In 2023 Amazon will deliver more packages (5.9 BILLION!) than UPS or FedEx

 · 2 min read
 · symphonie.ai

parcels

By the end of 2023, Amazon will deliver almost 6 billion parcels. About 2014 when Amazon started delivering some of its own packages, FedEX, UPS and industry analysts laughed at the possibility that Amazon would eclipse them. An actual quote from 2016 by former FedEx CEO Fred Smith:

"Concerns about industry disruption continue to be fueled by fantastical—and I chose this word carefully—articles and reports,” former FedEx CEO Fred Smith said on a conference call with analysts in 2016. “In all likelihood, the primary deliverers of e-commerce shipments for the foreseeable future will be UPS, the U.S. Postal Service and FedEx."

I bet they are not laughing anymore. In just 4-years, by 2020 Amazon eclipsed FedEx, and it took just another 3-years to eclipse UPS. Another two more years of 31% CAGR growth will make Amazon larger than FedEx and UPS combined. Remember that Amazon still uses UPS to deliver some of its own packages so in-sourcing that will remove substantial volume from UPS and add it to Amazon's side of the ledger.

Amazon's foray into delivery started after the disastrous snowstorm of 2013 caused many Amazon packages to arrive late for the crucial Christmas season. The story is lore within Amazon. Frustrated at its dependence on UPS, FedEx and the USPS to make it's customers happy during the absolutely most important day of the year, Amazon decided it would build its own delivery network and in-source the entire operation. In Amazon's unique culture, this made perfect sense because Customer Obsession is the very first Amazon Leadership Principle.

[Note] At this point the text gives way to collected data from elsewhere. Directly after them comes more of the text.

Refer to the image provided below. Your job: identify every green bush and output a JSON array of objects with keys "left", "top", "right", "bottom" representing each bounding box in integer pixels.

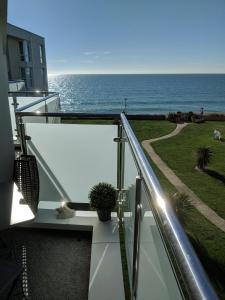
[
  {"left": 167, "top": 112, "right": 177, "bottom": 123},
  {"left": 197, "top": 147, "right": 213, "bottom": 170},
  {"left": 171, "top": 192, "right": 191, "bottom": 225},
  {"left": 188, "top": 111, "right": 194, "bottom": 122},
  {"left": 89, "top": 182, "right": 116, "bottom": 210}
]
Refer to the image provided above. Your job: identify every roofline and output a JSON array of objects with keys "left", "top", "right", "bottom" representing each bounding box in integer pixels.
[{"left": 7, "top": 23, "right": 45, "bottom": 40}]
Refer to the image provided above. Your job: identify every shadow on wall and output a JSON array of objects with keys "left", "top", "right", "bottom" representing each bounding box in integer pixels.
[{"left": 28, "top": 141, "right": 71, "bottom": 203}]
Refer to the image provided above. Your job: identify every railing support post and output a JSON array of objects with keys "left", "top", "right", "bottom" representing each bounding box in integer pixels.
[
  {"left": 18, "top": 116, "right": 27, "bottom": 155},
  {"left": 12, "top": 95, "right": 19, "bottom": 137},
  {"left": 132, "top": 175, "right": 142, "bottom": 300},
  {"left": 117, "top": 124, "right": 124, "bottom": 191},
  {"left": 45, "top": 100, "right": 49, "bottom": 123},
  {"left": 116, "top": 124, "right": 125, "bottom": 224},
  {"left": 12, "top": 95, "right": 18, "bottom": 110}
]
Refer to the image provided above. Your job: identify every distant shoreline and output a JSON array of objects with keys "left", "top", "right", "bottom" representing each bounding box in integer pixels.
[{"left": 48, "top": 73, "right": 225, "bottom": 77}]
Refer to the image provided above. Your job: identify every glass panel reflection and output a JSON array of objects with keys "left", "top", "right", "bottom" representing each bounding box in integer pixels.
[
  {"left": 123, "top": 133, "right": 139, "bottom": 287},
  {"left": 136, "top": 182, "right": 182, "bottom": 300}
]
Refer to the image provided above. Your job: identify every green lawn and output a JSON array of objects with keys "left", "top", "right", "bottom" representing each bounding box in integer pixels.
[
  {"left": 132, "top": 120, "right": 225, "bottom": 299},
  {"left": 144, "top": 153, "right": 225, "bottom": 299},
  {"left": 130, "top": 120, "right": 176, "bottom": 140},
  {"left": 153, "top": 122, "right": 225, "bottom": 219}
]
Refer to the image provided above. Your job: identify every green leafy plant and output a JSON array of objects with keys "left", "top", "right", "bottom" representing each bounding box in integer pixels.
[
  {"left": 188, "top": 111, "right": 194, "bottom": 122},
  {"left": 89, "top": 182, "right": 116, "bottom": 210},
  {"left": 167, "top": 112, "right": 177, "bottom": 123},
  {"left": 197, "top": 147, "right": 213, "bottom": 170},
  {"left": 171, "top": 192, "right": 191, "bottom": 225}
]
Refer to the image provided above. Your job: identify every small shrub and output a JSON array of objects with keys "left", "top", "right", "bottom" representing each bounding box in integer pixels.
[
  {"left": 171, "top": 192, "right": 191, "bottom": 225},
  {"left": 188, "top": 111, "right": 194, "bottom": 122},
  {"left": 167, "top": 113, "right": 177, "bottom": 123},
  {"left": 89, "top": 182, "right": 116, "bottom": 210},
  {"left": 197, "top": 147, "right": 213, "bottom": 170}
]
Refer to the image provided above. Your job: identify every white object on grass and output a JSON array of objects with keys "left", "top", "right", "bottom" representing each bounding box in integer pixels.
[{"left": 213, "top": 130, "right": 221, "bottom": 140}]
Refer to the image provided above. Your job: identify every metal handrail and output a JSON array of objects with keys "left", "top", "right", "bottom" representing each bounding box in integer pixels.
[
  {"left": 14, "top": 111, "right": 164, "bottom": 121},
  {"left": 16, "top": 92, "right": 59, "bottom": 112},
  {"left": 120, "top": 113, "right": 217, "bottom": 300},
  {"left": 15, "top": 111, "right": 120, "bottom": 119},
  {"left": 8, "top": 90, "right": 55, "bottom": 94}
]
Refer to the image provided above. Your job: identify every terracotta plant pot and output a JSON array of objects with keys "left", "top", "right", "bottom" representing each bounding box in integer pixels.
[{"left": 97, "top": 209, "right": 111, "bottom": 222}]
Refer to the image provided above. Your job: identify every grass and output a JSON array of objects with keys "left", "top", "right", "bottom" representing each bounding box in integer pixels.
[
  {"left": 130, "top": 120, "right": 176, "bottom": 140},
  {"left": 130, "top": 120, "right": 177, "bottom": 198},
  {"left": 153, "top": 122, "right": 225, "bottom": 219},
  {"left": 132, "top": 120, "right": 225, "bottom": 298}
]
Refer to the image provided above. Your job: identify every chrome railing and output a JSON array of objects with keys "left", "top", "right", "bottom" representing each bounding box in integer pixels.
[
  {"left": 10, "top": 92, "right": 60, "bottom": 143},
  {"left": 9, "top": 91, "right": 59, "bottom": 113},
  {"left": 8, "top": 90, "right": 55, "bottom": 97},
  {"left": 16, "top": 92, "right": 59, "bottom": 112},
  {"left": 120, "top": 112, "right": 217, "bottom": 300}
]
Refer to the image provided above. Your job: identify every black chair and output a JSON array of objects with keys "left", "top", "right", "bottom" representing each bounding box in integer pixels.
[{"left": 14, "top": 155, "right": 39, "bottom": 215}]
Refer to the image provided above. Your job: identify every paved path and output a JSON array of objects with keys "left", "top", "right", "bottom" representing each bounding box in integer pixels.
[{"left": 142, "top": 123, "right": 225, "bottom": 233}]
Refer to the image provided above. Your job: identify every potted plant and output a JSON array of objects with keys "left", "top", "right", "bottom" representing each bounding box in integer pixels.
[{"left": 89, "top": 182, "right": 116, "bottom": 222}]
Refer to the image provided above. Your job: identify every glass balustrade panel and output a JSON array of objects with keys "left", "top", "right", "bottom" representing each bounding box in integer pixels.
[
  {"left": 123, "top": 130, "right": 139, "bottom": 287},
  {"left": 24, "top": 121, "right": 118, "bottom": 209},
  {"left": 136, "top": 181, "right": 182, "bottom": 300}
]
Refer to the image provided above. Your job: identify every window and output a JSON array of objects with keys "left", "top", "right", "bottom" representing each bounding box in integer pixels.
[
  {"left": 21, "top": 67, "right": 26, "bottom": 81},
  {"left": 41, "top": 68, "right": 46, "bottom": 86},
  {"left": 19, "top": 40, "right": 31, "bottom": 62},
  {"left": 24, "top": 40, "right": 31, "bottom": 63},
  {"left": 19, "top": 41, "right": 24, "bottom": 61},
  {"left": 39, "top": 45, "right": 44, "bottom": 64},
  {"left": 21, "top": 67, "right": 33, "bottom": 89},
  {"left": 25, "top": 67, "right": 32, "bottom": 87}
]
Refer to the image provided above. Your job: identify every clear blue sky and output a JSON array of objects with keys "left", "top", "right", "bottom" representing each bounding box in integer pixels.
[{"left": 8, "top": 0, "right": 225, "bottom": 75}]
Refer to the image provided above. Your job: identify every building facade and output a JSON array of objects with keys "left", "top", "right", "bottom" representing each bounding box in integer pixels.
[{"left": 7, "top": 23, "right": 48, "bottom": 91}]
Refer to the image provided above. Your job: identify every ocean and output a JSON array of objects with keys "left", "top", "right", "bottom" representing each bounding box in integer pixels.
[{"left": 48, "top": 74, "right": 225, "bottom": 114}]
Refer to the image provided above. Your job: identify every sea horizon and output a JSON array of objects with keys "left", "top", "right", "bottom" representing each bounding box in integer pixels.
[{"left": 48, "top": 72, "right": 225, "bottom": 76}]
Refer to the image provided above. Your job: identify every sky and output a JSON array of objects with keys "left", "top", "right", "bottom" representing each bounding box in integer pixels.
[{"left": 8, "top": 0, "right": 225, "bottom": 75}]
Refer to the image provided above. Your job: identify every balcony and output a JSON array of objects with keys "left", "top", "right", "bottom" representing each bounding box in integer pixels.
[
  {"left": 8, "top": 91, "right": 60, "bottom": 142},
  {"left": 8, "top": 80, "right": 25, "bottom": 92},
  {"left": 2, "top": 97, "right": 217, "bottom": 300}
]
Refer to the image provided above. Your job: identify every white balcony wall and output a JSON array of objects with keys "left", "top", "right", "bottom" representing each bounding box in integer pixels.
[{"left": 26, "top": 124, "right": 117, "bottom": 205}]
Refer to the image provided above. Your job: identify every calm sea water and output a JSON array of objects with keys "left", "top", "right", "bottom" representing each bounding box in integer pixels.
[{"left": 48, "top": 74, "right": 225, "bottom": 114}]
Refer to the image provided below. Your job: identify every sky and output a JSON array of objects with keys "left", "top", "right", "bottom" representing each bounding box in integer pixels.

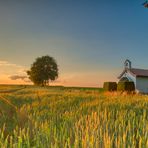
[{"left": 0, "top": 0, "right": 148, "bottom": 87}]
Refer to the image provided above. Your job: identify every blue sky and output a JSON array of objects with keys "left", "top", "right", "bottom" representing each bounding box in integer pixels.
[{"left": 0, "top": 0, "right": 147, "bottom": 86}]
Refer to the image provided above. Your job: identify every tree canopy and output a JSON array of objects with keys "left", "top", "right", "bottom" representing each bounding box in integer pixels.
[{"left": 27, "top": 55, "right": 58, "bottom": 86}]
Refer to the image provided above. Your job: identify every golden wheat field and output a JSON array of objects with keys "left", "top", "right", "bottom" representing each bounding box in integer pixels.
[{"left": 0, "top": 85, "right": 147, "bottom": 148}]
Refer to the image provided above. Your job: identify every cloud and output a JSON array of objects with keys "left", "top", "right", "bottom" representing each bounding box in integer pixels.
[
  {"left": 9, "top": 75, "right": 28, "bottom": 80},
  {"left": 9, "top": 74, "right": 31, "bottom": 83},
  {"left": 0, "top": 60, "right": 30, "bottom": 84}
]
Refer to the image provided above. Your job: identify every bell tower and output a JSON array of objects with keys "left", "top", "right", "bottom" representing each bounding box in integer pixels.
[{"left": 124, "top": 59, "right": 132, "bottom": 69}]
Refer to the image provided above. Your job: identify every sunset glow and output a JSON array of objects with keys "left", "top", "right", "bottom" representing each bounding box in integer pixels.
[{"left": 0, "top": 1, "right": 147, "bottom": 87}]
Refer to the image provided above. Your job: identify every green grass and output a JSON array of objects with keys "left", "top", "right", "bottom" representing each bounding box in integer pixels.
[{"left": 0, "top": 85, "right": 147, "bottom": 147}]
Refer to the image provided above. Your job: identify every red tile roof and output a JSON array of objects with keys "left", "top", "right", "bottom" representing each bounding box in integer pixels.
[
  {"left": 130, "top": 68, "right": 148, "bottom": 77},
  {"left": 118, "top": 68, "right": 148, "bottom": 79}
]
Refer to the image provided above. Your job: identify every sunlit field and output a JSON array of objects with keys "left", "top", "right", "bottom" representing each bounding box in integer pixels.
[{"left": 0, "top": 85, "right": 147, "bottom": 147}]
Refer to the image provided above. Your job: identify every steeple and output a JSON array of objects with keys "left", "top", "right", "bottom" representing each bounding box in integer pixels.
[{"left": 124, "top": 59, "right": 132, "bottom": 69}]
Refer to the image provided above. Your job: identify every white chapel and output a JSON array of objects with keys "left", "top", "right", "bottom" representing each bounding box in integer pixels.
[{"left": 118, "top": 59, "right": 148, "bottom": 93}]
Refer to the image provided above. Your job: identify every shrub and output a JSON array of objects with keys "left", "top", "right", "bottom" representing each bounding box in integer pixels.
[
  {"left": 117, "top": 82, "right": 135, "bottom": 92},
  {"left": 103, "top": 82, "right": 117, "bottom": 91}
]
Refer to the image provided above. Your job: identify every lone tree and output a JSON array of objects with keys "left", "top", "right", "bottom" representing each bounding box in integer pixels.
[{"left": 27, "top": 55, "right": 58, "bottom": 86}]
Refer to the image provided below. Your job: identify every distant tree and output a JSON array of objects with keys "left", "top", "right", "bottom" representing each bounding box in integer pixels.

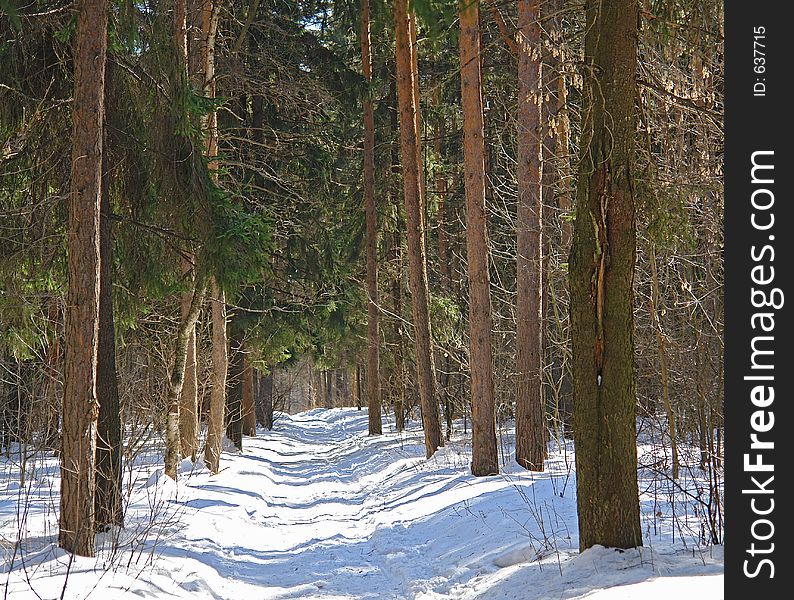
[
  {"left": 225, "top": 325, "right": 245, "bottom": 450},
  {"left": 257, "top": 370, "right": 274, "bottom": 431},
  {"left": 242, "top": 355, "right": 257, "bottom": 436}
]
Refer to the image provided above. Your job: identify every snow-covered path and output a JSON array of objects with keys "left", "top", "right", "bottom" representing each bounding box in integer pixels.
[{"left": 1, "top": 408, "right": 724, "bottom": 599}]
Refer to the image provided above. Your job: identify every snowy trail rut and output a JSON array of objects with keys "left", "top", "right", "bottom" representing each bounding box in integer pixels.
[{"left": 155, "top": 408, "right": 562, "bottom": 599}]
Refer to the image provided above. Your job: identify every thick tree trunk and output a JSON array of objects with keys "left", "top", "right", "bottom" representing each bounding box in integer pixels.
[
  {"left": 459, "top": 0, "right": 498, "bottom": 477},
  {"left": 570, "top": 0, "right": 642, "bottom": 551},
  {"left": 60, "top": 0, "right": 107, "bottom": 557},
  {"left": 361, "top": 0, "right": 382, "bottom": 436},
  {"left": 515, "top": 0, "right": 547, "bottom": 471},
  {"left": 394, "top": 0, "right": 442, "bottom": 457},
  {"left": 241, "top": 355, "right": 257, "bottom": 436},
  {"left": 204, "top": 279, "right": 227, "bottom": 472},
  {"left": 95, "top": 109, "right": 123, "bottom": 531}
]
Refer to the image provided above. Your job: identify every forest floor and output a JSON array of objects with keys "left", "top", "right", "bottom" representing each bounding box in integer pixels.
[{"left": 1, "top": 408, "right": 723, "bottom": 599}]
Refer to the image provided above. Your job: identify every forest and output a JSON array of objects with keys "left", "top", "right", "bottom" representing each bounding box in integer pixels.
[{"left": 1, "top": 0, "right": 723, "bottom": 598}]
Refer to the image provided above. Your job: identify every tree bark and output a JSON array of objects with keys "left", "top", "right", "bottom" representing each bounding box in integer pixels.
[
  {"left": 459, "top": 0, "right": 498, "bottom": 477},
  {"left": 204, "top": 279, "right": 227, "bottom": 472},
  {"left": 60, "top": 0, "right": 107, "bottom": 557},
  {"left": 569, "top": 0, "right": 642, "bottom": 550},
  {"left": 95, "top": 101, "right": 123, "bottom": 530},
  {"left": 361, "top": 0, "right": 382, "bottom": 436},
  {"left": 394, "top": 0, "right": 442, "bottom": 457},
  {"left": 515, "top": 0, "right": 547, "bottom": 471}
]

Many Wall Street analysts were appalled as this 2016 Reuter's article demonstrates:

"[Wall Street analysts] ...sharply questioned the company's plans to continue to make heavy investments in logistics, even at the expense of profits. They wondered why it was planning to buy more assets like trucks, and reportedly to lease jets, and worried it planned to spend the money to take on shippers like United Parcel Service Inc."

In typical Amazon fashion, concerns about share price and Wall Street opinions were ignored. What Amazon has accomplished in less than 10-years with parcel delivery is Amazon's culture at its absolute best. You have to admire what it can accomplish when it stays hyper focused on Customer Obsession and acting like its still Day 1.

We suspect that Amazon delivery (i.e., ATS) will become it's next big cash cow alongside AWS. Amazon is planning to double its same-day delivery facilities and - like all that spare compute and storage capacity that became AWS - all that space delivery capacity can be sold to other companies for the 90% of the year that Amazon doesn't need it for itself. Sound familiar? It should because Amazon is following the same playbook it followed with FBA (sell excess warehouse storage capacity) and AWS (sell excess compute and storage capacity).